Link: Blaster/Lovsan worm spreading rapidly
The worm has been constructed to use infected PCs to launch the attack on the 16th of every month by flooding the site with requests. Blaster also contained a message from the writer warning Bill Gates to make his software more secure.
‘We’re preparing for attack,’ said Stuart Okin, chief security officer for Microsoft UK.
‘We’ve made plans for dealing with the worm’s payload but obviously can’t discuss exactly what’s planned. As it is, we’ve seen very heavy activity on windowsupdate.com in the last few days for obvious reasons, as people patch their systems.’
The US had the highest number of infections with the UK second according to Symantec.

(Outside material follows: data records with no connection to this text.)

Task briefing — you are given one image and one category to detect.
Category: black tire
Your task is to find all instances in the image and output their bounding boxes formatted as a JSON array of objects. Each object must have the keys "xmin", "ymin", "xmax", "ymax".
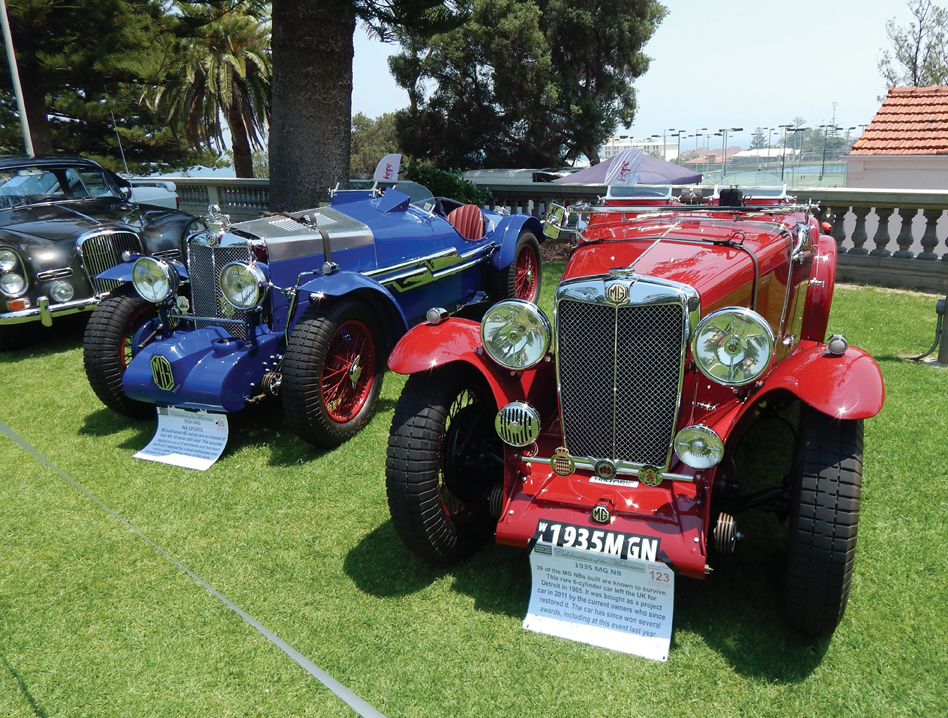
[
  {"xmin": 82, "ymin": 294, "xmax": 158, "ymax": 419},
  {"xmin": 785, "ymin": 406, "xmax": 863, "ymax": 636},
  {"xmin": 494, "ymin": 229, "xmax": 543, "ymax": 304},
  {"xmin": 385, "ymin": 366, "xmax": 504, "ymax": 563},
  {"xmin": 280, "ymin": 299, "xmax": 386, "ymax": 449}
]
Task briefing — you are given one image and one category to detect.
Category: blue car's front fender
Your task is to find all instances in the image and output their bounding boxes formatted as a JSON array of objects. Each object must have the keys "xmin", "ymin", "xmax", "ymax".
[
  {"xmin": 122, "ymin": 326, "xmax": 280, "ymax": 411},
  {"xmin": 490, "ymin": 214, "xmax": 544, "ymax": 269}
]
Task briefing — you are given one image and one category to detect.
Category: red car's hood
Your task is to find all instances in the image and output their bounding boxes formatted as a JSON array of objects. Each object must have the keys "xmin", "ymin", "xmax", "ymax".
[{"xmin": 563, "ymin": 219, "xmax": 791, "ymax": 309}]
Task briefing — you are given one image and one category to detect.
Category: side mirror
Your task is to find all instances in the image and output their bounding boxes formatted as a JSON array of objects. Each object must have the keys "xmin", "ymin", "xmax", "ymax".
[
  {"xmin": 543, "ymin": 204, "xmax": 587, "ymax": 239},
  {"xmin": 543, "ymin": 204, "xmax": 567, "ymax": 239}
]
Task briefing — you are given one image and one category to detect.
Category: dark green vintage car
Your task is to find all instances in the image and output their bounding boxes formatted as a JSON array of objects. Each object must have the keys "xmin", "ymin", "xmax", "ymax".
[{"xmin": 0, "ymin": 156, "xmax": 204, "ymax": 350}]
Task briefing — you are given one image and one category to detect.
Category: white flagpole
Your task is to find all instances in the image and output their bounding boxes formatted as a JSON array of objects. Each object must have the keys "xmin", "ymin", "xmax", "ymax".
[{"xmin": 0, "ymin": 0, "xmax": 33, "ymax": 157}]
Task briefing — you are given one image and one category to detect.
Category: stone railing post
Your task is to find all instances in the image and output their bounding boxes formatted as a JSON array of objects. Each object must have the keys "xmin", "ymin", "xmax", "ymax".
[
  {"xmin": 869, "ymin": 207, "xmax": 895, "ymax": 257},
  {"xmin": 892, "ymin": 207, "xmax": 918, "ymax": 259},
  {"xmin": 918, "ymin": 209, "xmax": 942, "ymax": 262},
  {"xmin": 848, "ymin": 207, "xmax": 872, "ymax": 256}
]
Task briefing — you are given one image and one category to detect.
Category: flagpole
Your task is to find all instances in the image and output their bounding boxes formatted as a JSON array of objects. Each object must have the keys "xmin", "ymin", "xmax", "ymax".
[{"xmin": 0, "ymin": 0, "xmax": 33, "ymax": 157}]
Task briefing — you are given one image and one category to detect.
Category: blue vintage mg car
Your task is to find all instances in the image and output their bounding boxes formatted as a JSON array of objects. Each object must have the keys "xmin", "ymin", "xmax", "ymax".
[{"xmin": 83, "ymin": 183, "xmax": 543, "ymax": 447}]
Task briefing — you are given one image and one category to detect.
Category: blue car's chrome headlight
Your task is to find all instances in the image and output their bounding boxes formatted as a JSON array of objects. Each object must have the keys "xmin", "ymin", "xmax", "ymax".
[
  {"xmin": 132, "ymin": 257, "xmax": 180, "ymax": 304},
  {"xmin": 218, "ymin": 262, "xmax": 267, "ymax": 310}
]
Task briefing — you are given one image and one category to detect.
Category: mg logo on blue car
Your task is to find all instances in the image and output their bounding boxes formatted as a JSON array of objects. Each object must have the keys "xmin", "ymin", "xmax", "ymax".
[{"xmin": 150, "ymin": 354, "xmax": 174, "ymax": 391}]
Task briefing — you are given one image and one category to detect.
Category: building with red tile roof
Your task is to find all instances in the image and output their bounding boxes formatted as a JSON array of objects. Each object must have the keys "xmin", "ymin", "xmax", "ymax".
[{"xmin": 843, "ymin": 86, "xmax": 948, "ymax": 189}]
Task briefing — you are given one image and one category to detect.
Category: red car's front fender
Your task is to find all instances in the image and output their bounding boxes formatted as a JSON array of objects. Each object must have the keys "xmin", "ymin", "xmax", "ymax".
[
  {"xmin": 761, "ymin": 342, "xmax": 885, "ymax": 419},
  {"xmin": 388, "ymin": 318, "xmax": 555, "ymax": 411}
]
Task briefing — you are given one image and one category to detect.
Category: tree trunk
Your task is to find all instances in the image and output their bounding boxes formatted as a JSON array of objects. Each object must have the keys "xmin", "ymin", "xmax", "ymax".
[
  {"xmin": 270, "ymin": 0, "xmax": 355, "ymax": 211},
  {"xmin": 227, "ymin": 101, "xmax": 253, "ymax": 177},
  {"xmin": 17, "ymin": 62, "xmax": 55, "ymax": 155}
]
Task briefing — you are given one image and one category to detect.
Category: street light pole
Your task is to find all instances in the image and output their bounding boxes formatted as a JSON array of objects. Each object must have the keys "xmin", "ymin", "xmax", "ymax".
[
  {"xmin": 714, "ymin": 127, "xmax": 744, "ymax": 183},
  {"xmin": 777, "ymin": 125, "xmax": 790, "ymax": 182},
  {"xmin": 0, "ymin": 0, "xmax": 33, "ymax": 157}
]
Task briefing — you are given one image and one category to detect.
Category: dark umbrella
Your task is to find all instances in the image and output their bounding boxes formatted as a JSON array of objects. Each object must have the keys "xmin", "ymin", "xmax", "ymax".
[{"xmin": 553, "ymin": 155, "xmax": 701, "ymax": 184}]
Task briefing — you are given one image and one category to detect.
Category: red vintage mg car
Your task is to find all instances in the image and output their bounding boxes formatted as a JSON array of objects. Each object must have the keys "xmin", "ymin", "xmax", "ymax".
[{"xmin": 386, "ymin": 188, "xmax": 885, "ymax": 635}]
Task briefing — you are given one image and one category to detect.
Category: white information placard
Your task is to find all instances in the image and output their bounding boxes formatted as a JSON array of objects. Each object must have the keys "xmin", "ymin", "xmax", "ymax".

Infection rates seem to be falling but it is likely that the virus will continue to be relatively common in the wild for some time to come.
‘I think it is going to hang around,’ Mark Fisher, technical manager for Trend Micro
‘Home users who may not be patched can harbour a worm like this. Education is going to be key to getting home users to patch more frequently and help avoid future worms.’
There had been fears that the worm could spread much more rapidly. The US department of homeland security issued two warnings about the flaw in Microsoft operating systems that the worm uses.
The critical flaw is in Microsoft’s Distributed Component Object Model Remote Procedure Call (RPC) interface.
The vulnerability involves the RPC protocol, which deals with inter-computer communications. Microsoft warned that, under certain circumstances, the RPC might not properly check messages sent to the PC.